Each of their franchises has slowly fallen away until only the big two remained: Pro Evolution Soccer and Metal Gear Solid. With the success of EA Sports in monetizing their FIFA games by selling card packs as part of the FIFA Ultimate Team game mode Konami has slowly being moving towards a similar monetization model in PES. They’ve added their own version of the mode and started selling agents who give you a chance at winning higher ranked superstar players into your team. So with that done, PES has managed to remain alive despite selling less than FIFA.

So the elephant in the room is just how Konami was going to handle Metal Gear Solid. It’s a franchise that has come to mean a whole lot to many gamers with some of gaming’s finest moments.

Hideo Kojima, the man behind the series has always pushed the boundaries of gaming, and that meant that the latest offering, Metal Gear Solid V: The Phantom Pain, racked up huge development costs and with Konami not really caring too much about console gaming they slowly started trying to cut their losses. People started noticing that Kojima’s development studio had their name and logos erased from the cover of the game.

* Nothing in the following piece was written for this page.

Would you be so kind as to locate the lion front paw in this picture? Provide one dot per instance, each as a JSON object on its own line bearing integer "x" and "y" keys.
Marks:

There were numerous articles mentioning how draconian Konami had become towards their staff and even the Japanese press covered how they had become a ‘black’ company.

When Metal Gear Solid V did release it was greeted with almost universal acclaim from the press and gamers bought it in droves, me among them. It’s one of the best stealth games I’ve played with a control system that embarrasses competitors such as the Assassin’s creed series. But at the same time there were a few parts of the game that were incongruous with the franchise as a whole. There is an online component that sees gamers battling each other on bases they can construct, but to build your base you have to either be very patient and collect all the materials you find in the game, or you can take the easy route and pony up a few dollars to get quicker access to more defenses and weapons.

Further more, the game’s conclusion seemed particularly rushed, almost as though Konami forced Kojima to stop sooner than he wanted to. The mission structure of the game also seemed geared towards repetitive gameplay in order to generate more funds / materials for your base and the online PvP modes. Things were not looking good…

Towards the tail end of 2015 MGS V won numerous awards at The Game Show and not surprisingly, Kojima was not to be found, with host Geoff Keighley saying the following:

“Mr. Kojima had every intention of being with us tonight, but unfortunately he was informed by a lawyer representing Konami just recently that he would not be allowed to travel to tonight’s award ceremony to accept any awards. He’s still under an employment contract and it’s disappointing.”

What was really amazing to see was the vitriolic reaction the audience had with loud boos and jeers showing just how fed up they had become with Konami’s treatment of it’s staff.

Konami’s response to all this? Pretty much total ambivalence. After all, they had no worries about trying to cater to the whims of a fickle gaming audience any more. They had moved on to more lucrative markets and pretty much couldn’t care at all what gamers thought of them.

Things got even more interesting when people started asking Konami whether Kojima and his team were still working as part of Konami and Konami simply stated that Kojima was ‘on holiday’. After a few weeks that line of reasoning was pretty much thrown out when it was announced that Kojima was indeed terminated and his staff were let go as well.

The silver lining on all this is that Kojima was soon snapped up by Sony and is already working on his next game. I really hope that he can team up with Norman Reedus and Guillermo del Toro to work on P.T. / Silent Hills which was a horror game that looked like it would be amazing, that is until Konami also shuttered it without even a second thought.

As a fan of Kojima, PES, and the Metal Gear franchise I’m really sad to send how these games have all been thrown away by a corporation that is more worried about its bottom line rather than being an artistic outlet in an industry that sees very little actual progress in terms of pushing the boundaries of just what games are. Hopefully Kojima will be just as unique at Sony as he was at Konami and he will bring us plenty of thought provoking games in the upcoming years, if not decades.